Everyone Is Entitled To My Opinion- On Older Folks



by Paul Big Bear

Dear Friends,

       I have written many columns that mention my experiences with “old folks”. The “old fella” that walked alone up and down our street without speaking to anyone, from him I came to understand the saying “you can’t judge a book by its cover” nor can you know what someone is going through until you know them. Then there was the “old lady” on the hill that was planting flowers in her garden, I learned that she was not a witch but a very nice woman who bought the Pansies that I was selling as a cub scout and introduced me to my, to this day, favorite candies. Another old lady was the one who would yell at us as we played stickball in the street and accidently hit our ball into her yard. “Get out of my yard and the ball is mine now!” One day when our ball went in her yard, instead of hopping her fence to retrieve it I went up to knock on her door as she was coming out to yell. Instead she looked at me and sternly asked “What do you want?”  I told her my ball went in her yard and asked if she would let me get it?” She smiled and walked me over to the ball, bent over picked it up and handed it to me, “Here and thank you for not jumping my fence and walking in my flowers.” Courtesy and respect for someone else’s property. Yes there have been many “old folks” that I have learned many things from, looking back I realize something, I am now older than these “teachers of life’s lessons.”

       “When the elderly die, a library is lost and volumes of wisdom and knowledge are gone.”
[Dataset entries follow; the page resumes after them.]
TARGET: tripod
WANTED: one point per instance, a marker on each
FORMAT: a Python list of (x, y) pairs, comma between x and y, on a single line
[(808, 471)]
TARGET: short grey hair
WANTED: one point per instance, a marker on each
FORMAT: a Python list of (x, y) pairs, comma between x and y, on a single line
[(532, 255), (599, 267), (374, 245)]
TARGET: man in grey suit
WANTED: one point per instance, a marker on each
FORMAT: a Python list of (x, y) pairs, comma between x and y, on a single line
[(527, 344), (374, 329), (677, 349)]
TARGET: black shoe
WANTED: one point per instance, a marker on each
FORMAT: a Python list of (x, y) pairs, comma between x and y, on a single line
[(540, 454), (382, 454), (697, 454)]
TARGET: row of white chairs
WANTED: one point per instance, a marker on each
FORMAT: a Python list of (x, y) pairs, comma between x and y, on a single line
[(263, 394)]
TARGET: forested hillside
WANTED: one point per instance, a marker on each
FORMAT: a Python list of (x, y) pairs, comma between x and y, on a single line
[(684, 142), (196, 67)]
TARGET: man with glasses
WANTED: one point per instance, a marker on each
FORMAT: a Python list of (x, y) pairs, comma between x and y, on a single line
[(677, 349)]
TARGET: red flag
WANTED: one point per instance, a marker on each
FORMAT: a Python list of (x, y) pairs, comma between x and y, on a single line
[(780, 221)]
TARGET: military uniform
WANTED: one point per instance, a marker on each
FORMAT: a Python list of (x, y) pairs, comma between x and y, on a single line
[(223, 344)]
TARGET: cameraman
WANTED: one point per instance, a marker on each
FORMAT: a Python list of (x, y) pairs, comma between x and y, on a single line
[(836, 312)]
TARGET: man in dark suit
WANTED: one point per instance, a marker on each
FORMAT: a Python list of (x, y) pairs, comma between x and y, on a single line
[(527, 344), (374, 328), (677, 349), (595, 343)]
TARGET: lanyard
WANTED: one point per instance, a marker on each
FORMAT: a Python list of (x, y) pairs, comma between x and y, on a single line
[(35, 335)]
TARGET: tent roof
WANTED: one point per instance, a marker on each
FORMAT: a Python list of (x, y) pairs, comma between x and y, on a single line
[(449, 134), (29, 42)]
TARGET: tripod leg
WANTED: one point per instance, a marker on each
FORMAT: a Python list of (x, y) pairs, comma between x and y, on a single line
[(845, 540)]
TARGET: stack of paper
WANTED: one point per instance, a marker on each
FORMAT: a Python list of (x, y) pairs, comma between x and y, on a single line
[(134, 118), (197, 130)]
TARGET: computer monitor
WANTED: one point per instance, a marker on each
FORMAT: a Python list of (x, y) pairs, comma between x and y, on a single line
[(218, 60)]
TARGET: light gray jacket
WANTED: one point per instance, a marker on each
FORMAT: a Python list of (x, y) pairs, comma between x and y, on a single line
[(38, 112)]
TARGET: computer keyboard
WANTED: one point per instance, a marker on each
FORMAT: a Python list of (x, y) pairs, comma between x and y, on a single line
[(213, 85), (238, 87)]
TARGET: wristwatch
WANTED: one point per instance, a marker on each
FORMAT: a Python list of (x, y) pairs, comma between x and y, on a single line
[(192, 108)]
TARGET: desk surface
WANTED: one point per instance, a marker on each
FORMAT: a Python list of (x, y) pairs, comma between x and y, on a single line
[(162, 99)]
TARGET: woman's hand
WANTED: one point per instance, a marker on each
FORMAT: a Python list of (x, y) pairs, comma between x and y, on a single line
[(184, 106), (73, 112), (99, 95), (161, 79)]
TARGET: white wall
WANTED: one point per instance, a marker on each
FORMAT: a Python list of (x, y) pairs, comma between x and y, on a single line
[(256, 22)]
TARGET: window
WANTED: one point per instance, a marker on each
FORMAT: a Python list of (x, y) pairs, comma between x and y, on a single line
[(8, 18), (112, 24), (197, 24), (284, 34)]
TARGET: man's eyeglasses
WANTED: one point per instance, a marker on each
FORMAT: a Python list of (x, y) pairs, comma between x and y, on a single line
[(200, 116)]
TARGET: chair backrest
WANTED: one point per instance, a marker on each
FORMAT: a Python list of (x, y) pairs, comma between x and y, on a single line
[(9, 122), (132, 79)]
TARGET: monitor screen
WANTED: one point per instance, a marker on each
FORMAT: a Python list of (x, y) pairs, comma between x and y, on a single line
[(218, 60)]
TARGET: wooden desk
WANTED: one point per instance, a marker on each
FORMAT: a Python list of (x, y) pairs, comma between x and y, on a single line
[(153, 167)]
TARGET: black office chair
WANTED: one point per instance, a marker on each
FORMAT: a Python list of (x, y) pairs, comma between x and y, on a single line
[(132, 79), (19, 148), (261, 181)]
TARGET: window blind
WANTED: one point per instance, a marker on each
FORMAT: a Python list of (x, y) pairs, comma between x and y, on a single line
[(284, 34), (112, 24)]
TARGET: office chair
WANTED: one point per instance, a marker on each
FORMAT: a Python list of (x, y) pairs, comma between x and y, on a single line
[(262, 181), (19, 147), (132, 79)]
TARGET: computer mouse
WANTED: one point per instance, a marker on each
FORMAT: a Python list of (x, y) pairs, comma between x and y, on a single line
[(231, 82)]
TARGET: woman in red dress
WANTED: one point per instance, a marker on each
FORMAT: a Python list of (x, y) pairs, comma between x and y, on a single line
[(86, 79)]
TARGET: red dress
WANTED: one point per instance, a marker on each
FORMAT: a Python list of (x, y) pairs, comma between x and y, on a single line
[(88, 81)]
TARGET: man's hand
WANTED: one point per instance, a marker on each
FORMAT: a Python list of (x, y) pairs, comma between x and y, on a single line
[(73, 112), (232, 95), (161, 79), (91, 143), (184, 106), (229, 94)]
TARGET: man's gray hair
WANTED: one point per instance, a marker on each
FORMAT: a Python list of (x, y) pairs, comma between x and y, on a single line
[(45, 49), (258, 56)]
       I have also found that history books are full opinions and after the fact interpretations. True history comes from those who were there, those who lived it. Sadly true knowledge, history, and wisdom are tucked away out of sight every day. “Now that Mom has died, Pops alone in that big house, he can’t stay there alone.” Soon “Pop” is told all that he is not capable of, like living in the home that he and his wife lived together in for 40+ years. Told all the things he suddenly is not capable of doing for himself. Soon he is doing less, sitting alone watching TV or listening to music, his music that he has enjoyed all of his life, music that he and Mom enjoyed, black and white TV shows that he watched as a child, memories of his life. Soon he is told he needs to move into a senior living facility where he can be better cared for which means he must downsize, leave behind his familiar surroundings and comfort to live out his days in what amounts to a fancy rented hotel room. Eating in a cafeteria with new faces, being told what he’ll eat, when he’ll eat, what time scheduled events will take place. Family visits begin to be less and less as grandchildren take up their parent’s time, the phone rings less and less. Soon walking becomes slower, reading is a chore as eyesight fades, conversation no longer has depth, no lessons to be taught , only wisdom wasted. Perhaps “Old timer’s disease” is simply neglect.